Loading logic is determined by the checkpointer used, see DefaultCheckpointer for default implementation logic. If a checkpoint is loaded, all module states are updated.

get_state#

def get_state() -> dict

Get the current state of the Trainer for checkpointing.

Default implementation returns epochs finished, override to include aditional state properties.

Returns:

  • state_dict dict - Dictionary of variables or objects to checkpoint.

update_state#

def update_state(state: dict) -> None

Update the Trainer's state from a checkpointed state.

Arguments:

state : Output of get_state() during checkpointing.

device#

@property
def device()

The torch device either CPU or GPU, and the local rank.

Note: _fetch_rank() should have already been called before calling device.

train_step_batch_size#

@property
def train_step_batch_size()

Returns micro batch sizes for training.
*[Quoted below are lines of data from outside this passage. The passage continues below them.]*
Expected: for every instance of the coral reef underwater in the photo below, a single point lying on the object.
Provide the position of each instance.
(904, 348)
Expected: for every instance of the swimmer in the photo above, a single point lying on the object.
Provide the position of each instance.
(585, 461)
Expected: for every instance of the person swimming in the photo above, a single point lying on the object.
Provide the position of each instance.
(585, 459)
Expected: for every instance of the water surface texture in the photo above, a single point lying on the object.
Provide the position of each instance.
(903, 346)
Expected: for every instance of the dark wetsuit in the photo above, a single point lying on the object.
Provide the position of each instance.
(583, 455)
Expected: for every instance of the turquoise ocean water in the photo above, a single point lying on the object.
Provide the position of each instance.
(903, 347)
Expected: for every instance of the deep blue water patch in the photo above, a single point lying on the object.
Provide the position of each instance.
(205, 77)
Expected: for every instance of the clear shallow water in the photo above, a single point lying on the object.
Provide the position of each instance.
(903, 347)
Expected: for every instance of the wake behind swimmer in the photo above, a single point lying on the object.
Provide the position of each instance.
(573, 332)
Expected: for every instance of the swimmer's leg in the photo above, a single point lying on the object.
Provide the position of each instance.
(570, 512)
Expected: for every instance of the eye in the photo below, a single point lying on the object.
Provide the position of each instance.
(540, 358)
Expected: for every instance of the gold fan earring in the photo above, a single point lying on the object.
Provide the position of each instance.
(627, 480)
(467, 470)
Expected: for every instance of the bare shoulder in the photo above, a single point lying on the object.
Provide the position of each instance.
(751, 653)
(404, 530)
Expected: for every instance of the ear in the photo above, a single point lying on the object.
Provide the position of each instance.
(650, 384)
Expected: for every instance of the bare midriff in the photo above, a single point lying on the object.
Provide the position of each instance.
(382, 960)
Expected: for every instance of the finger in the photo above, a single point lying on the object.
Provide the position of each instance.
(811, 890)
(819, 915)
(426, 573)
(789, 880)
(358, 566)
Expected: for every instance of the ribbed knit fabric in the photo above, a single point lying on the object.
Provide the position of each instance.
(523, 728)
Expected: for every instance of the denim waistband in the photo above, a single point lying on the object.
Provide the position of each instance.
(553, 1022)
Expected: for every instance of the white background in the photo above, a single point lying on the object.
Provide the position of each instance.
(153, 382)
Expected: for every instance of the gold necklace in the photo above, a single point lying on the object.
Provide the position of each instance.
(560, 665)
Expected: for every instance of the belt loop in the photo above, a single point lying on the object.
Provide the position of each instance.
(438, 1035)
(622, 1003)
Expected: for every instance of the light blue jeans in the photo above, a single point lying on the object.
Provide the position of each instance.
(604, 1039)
Splits batch into smaller step batches such that

1. Each step batch fits into memory
2. step batch size are a factor of global batch size per gpu
3. attain maxium batch size that follows 1 and 2

estimated_global_steps_per_epoch#

@property
def estimated_global_steps_per_epoch()

Estimate the number of global steps per epoch.

Compute the maximum number of global steps as len(dataloader) // gradient_accumulation + 1. If max_train_steps_per_epoch is provided we return the minimum of the two.

Note: SequentialSampler is used to get the train dataloader regardless of the sampler provided by trainer_backend as we only require the length of the dataloader.

Do not change this logic without testing thorougly. There is a test case already written.

TODO: simplify this by initiliaizing distributed environment before calling this and remove SequentialSampler.